SOLR Request (18.3ms) [path=/admin/luke parameters={numTerms: 0}]

With the end goal of the log document to be:

[
    {
        "severity": "I",
        "time": "2017-02-23T10:04:31Z",
        "message": "[SKYLIGHT] [0.5.1] Unable to start"
    },
    {
        "severity": "I",
        "time": "2017-02-23T10:04:31Z"
        "adapter": "redis",
        "adapter_host": "1.1.1.1",
        "message": "Cache read: /model/reference/6235290d29a17a935f4d3d72d2e0a903750dd54b"
    },
    {
        "severity": "I",
        "time": "2017-02-23T10:04:31Z",
        "message": "[SKYLIGHT] [0.5.1] Unable to start"
    },
    {
        "severity": "I",
        "time": "2017-02-23T10:04:31Z",
        "remote_ip": "1.1.1.1",
        "uuid": "daa8090d",
        "method": "GET",
        "path": "/somepath.json",
        "format": "json",
        "controller": "app",
        "action": "index",
        "status": "200",
        "duration": "30.47",
        "view": "10.04"
    },
    {
        "severity": "D",
        "time": "2017-02-23T10:04:31Z",
        "remote_ip": "1.1.1.1",
        "uuid": "daa8090d",
        "message": "SOLR Request (18.3ms) [path=/admin/luke parameters={numTerms: 0}]"
    }
]

Thank you!


Solution

  • For each row use the following regular expression:

    (?:([^ =]+)=([^ =]+) ?)|(.+)
    

    Explanation:

    • (?: - "External", non-capturing group (xxxx=yyyy).
    • ([^ =]+) - First capturing group (xxxx).
    • = - Equals sign (between xxxx and yyyy).
    • ([^ =]+) - Second capturing group (yyyy).
    • ? - A space (may occur).
    • ) - End of the "external" group.
    • | - Separator between variants.
    • (.+) - Second variant - third capturing group, any non-empty sequence of chars.

    Note that regex processor initially tries the 1st variant (before the |), capturing xxxx=yyyy pairs.

    Then, if the 1st variant failed (after all xxxx=yyyy pairs), the 2nd variant is tried, capturing the message (if any).

    I tried this regex using an online verifier (regex101.com) for each your input row.

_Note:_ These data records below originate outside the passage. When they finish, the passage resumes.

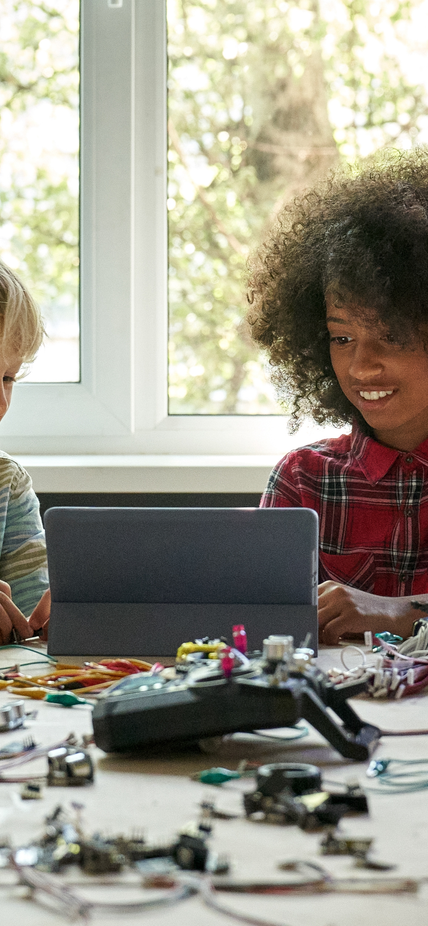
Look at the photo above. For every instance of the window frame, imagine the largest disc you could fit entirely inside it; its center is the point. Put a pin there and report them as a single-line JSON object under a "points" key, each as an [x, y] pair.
{"points": [[120, 405]]}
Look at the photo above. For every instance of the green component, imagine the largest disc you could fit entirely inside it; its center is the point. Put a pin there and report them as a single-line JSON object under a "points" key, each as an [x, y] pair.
{"points": [[217, 776], [66, 698]]}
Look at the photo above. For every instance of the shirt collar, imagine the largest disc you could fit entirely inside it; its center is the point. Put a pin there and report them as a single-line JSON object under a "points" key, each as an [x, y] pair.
{"points": [[375, 459]]}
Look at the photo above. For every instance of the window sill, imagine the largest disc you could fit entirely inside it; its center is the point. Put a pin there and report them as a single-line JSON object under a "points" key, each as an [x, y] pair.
{"points": [[148, 473]]}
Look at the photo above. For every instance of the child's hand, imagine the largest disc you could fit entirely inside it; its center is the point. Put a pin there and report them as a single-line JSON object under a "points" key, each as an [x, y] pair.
{"points": [[39, 619], [11, 618], [346, 611]]}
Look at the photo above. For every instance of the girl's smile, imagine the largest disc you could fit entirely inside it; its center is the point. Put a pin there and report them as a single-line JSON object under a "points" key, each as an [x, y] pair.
{"points": [[386, 381]]}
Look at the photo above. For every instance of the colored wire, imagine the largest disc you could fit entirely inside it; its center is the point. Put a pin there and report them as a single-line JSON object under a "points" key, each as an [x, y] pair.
{"points": [[411, 775], [30, 649]]}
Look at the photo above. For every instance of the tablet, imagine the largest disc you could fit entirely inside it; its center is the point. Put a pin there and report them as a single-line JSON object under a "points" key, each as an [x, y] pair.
{"points": [[141, 581]]}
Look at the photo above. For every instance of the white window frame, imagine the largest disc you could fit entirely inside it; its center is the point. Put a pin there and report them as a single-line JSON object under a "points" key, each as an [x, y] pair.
{"points": [[120, 405]]}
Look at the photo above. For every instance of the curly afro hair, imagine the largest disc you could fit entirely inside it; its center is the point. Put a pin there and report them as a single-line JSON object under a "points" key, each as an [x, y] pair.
{"points": [[361, 234]]}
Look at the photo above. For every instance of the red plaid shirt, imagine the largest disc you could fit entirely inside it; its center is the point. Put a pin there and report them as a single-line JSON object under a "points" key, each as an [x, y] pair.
{"points": [[372, 504]]}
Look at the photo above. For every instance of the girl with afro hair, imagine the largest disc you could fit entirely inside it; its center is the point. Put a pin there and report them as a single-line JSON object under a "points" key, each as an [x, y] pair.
{"points": [[338, 297]]}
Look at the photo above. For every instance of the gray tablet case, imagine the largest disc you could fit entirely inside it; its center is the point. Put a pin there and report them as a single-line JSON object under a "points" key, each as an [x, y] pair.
{"points": [[141, 581]]}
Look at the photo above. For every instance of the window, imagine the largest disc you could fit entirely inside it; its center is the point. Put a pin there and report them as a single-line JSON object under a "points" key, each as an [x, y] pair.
{"points": [[372, 62]]}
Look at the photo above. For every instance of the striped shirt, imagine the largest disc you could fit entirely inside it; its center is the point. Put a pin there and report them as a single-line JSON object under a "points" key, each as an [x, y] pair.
{"points": [[22, 541], [372, 503]]}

    E.g. for the last row (severity=D time=2017-02-23T10:04:31Z remote_ip=1.1.1.1 uuid=daa8090d SOLR Request (18.3ms) [path=/admin/luke parameters={numTerms: 0}) I got the following results:

    Match 1
    Full match  0-11    `severity=D `
    Group 1.    0-8     `severity`
    Group 2.    9-10    `D`
    
    Match 2
    Full match  11-37   `time=2017-02-23T10:04:31Z `
    Group 1.    11-15   `time`
    Group 2.    16-36   `2017-02-23T10:04:31Z`
    
    Match 3
    Full match  37-55   `remote_ip=1.1.1.1 `
    Group 1.    37-46   `remote_ip`
    Group 2.    47-54   `1.1.1.1`
    
    Match 4
    Full match  55-69   `uuid=daa8090d `
    Group 1.    55-59   `uuid`
    Group 2.    60-68   `daa8090d`
    
    Match 5
    Full match  69-133  `SOLR Request (18.3ms) [path=/admin/luke parameters={numTerms: 0}`
    Group 3.    69-133  `SOLR Request (18.3ms) [path=/admin/luke parameters={numTerms: 0}`
    

    Note that in case of matches No 1 to 4, groups 1 and 2 were found.

    But for the last match, group 3 was found.

    So, processing each match, you have to check:

    • If group 1 is not empty, then group 2 is also not empty and they contain k and v.

    • Otherwise, group 3 holds the content of the message.